Watched lots of ski jumping and took up sledding.
Sent Christmas cards for the first time in three decades.
Dawn Sutter Madell (Agoraphone)
I found it hard to concentrate on much besides music, but here is a top 10 list of things that distracted me from 2020
1. ancestry deep dives 2. schitt’s creek (which I had never watched) 3. true crime (podcasts, doc-series) 4. gardening for myself 5. gardening for others 6. freaks and geeks re-watch 7. running 8. Cassi Namoda art 9. His Dark Materials (the show) 10. cbd
Jeffrey HoneyBunch
13 Highlights in a Low-Life Year
1 Gonsalves Portuguese Seasoning (an indispensable part of our pantry) 2 Open E Tuning (courtesy of Johnny Marr’s “Headmaster Ritual” guitar tutorial on YouTube. Now I use it on everything, just like the Portuguese seasoning) 3 Arch Cape, Oregon 4 Kamala Harris 5 John was Trying to Contact Aliens doc. on Netflix 6 Anarchist Jurisdictions (There were no delays getting our Holiday packages either to or from Portland—go figure.) 7 Michael Galinsky’s photo archives 8 KMUN Coast Community Radio, Astoria, Oregon (especially the rockin’ Backbeat program, and the ship report) 9 Strum & Thrum: The American Jangle Underground 1983–1987 compilation (Captured Tracks) 10 City of Dreams: a tasty unfiltered/citrusy pale ale from Ft. George Brewery in Astoria, OR. 11 Takeout Cocktails: an idea whose time has come, and hopefully outlasts the pandemic. 12 O & H Bakery’s Almond Kringle: Maybe the sweetest thing to ever come out of Racine, WI 13 Cawston Press’s Rhubarb soda (hard to pick a favorite flavor—their Elderflower Lemonade is also right up there.)
Evelyn Hurley (Cotton Candy)
Top 10 walks & bike rides I made in 2020
#10- The walk from my house to Central Square, Cambridge. A utilitarian walk usually made to complete chores.
#9- The walk from my house to Whole Foods on Beacon St., Somerville. The sidewalks are usually really crowded, and there seems to be a lot of pedestrians who don’t know how to socially distance and also share the sidewalk, and the intersection at Inman Square is kind of annoying. But other than that, it gets me where I need to go pretty quickly.
#8- The bike ride from my house to my office. Thankfully there wasn’t as much traffic as usual, and it’s not a relaxing or easy bike ride, but it was nice to be back in the office even if it was only for one day a week.
#7- The walk from my office to the library stacks. I used to think it was ordinary, now I find it exhilarating!
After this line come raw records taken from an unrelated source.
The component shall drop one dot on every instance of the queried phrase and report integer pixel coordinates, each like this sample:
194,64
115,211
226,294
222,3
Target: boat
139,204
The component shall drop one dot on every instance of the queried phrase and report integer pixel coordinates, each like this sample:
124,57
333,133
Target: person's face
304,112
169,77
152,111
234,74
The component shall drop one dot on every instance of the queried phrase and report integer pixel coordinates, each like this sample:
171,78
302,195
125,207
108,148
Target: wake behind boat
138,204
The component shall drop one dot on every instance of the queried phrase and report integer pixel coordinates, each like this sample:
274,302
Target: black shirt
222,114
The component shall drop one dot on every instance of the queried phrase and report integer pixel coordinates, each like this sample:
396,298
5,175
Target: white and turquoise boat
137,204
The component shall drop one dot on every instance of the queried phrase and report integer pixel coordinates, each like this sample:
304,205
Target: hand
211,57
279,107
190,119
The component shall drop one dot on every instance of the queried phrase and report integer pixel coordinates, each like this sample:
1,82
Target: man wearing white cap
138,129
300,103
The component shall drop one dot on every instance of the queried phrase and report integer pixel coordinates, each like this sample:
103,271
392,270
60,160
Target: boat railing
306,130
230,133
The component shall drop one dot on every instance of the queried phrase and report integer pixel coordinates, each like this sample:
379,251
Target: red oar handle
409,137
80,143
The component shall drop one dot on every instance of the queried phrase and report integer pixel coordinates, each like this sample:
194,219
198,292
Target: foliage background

#6- The walk from my office to Trader Joe’s and the Trillium beer garden. I always come back to work with delicious goodies in my bags!
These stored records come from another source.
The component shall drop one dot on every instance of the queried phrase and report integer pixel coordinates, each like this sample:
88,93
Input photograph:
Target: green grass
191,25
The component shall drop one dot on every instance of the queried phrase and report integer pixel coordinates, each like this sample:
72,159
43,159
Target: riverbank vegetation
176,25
#5- The walk along the beach in South Boston with my friend Viktoria and her adorable dog.
#4- The walk up Buffalo or Seneca Street in Ithaca, NY. It’s a brutal hike up this street, but you get your entire workout ring closed and it’s a thrill to successfully achieve the hike!
#3- The walk from my house to the Cambridge Brewing Company, two blocks away.
#2- The bike ride from the Provincetown Ferry to Race Point Beach, Cape Cod. I only did it once this summer, but it was hard and totally rewarding.
#1- The daily walk I took from my house over the Longfellow Bridge and back. I’d head out after WFH was done, or I’d finished making dinner, this jaunt was my daily dose of sanity. I’d listen to books on tape, podcasts like “Rock and Roll Film Club,” new music, Folklore” from TS was in heavy rotation, or I’d talk to friends on the phone. I have far too many pictures of the sunsets, which were often technicolor and always gave me hope.
Hope 2021 is good for everyone and we are all healthy and safe.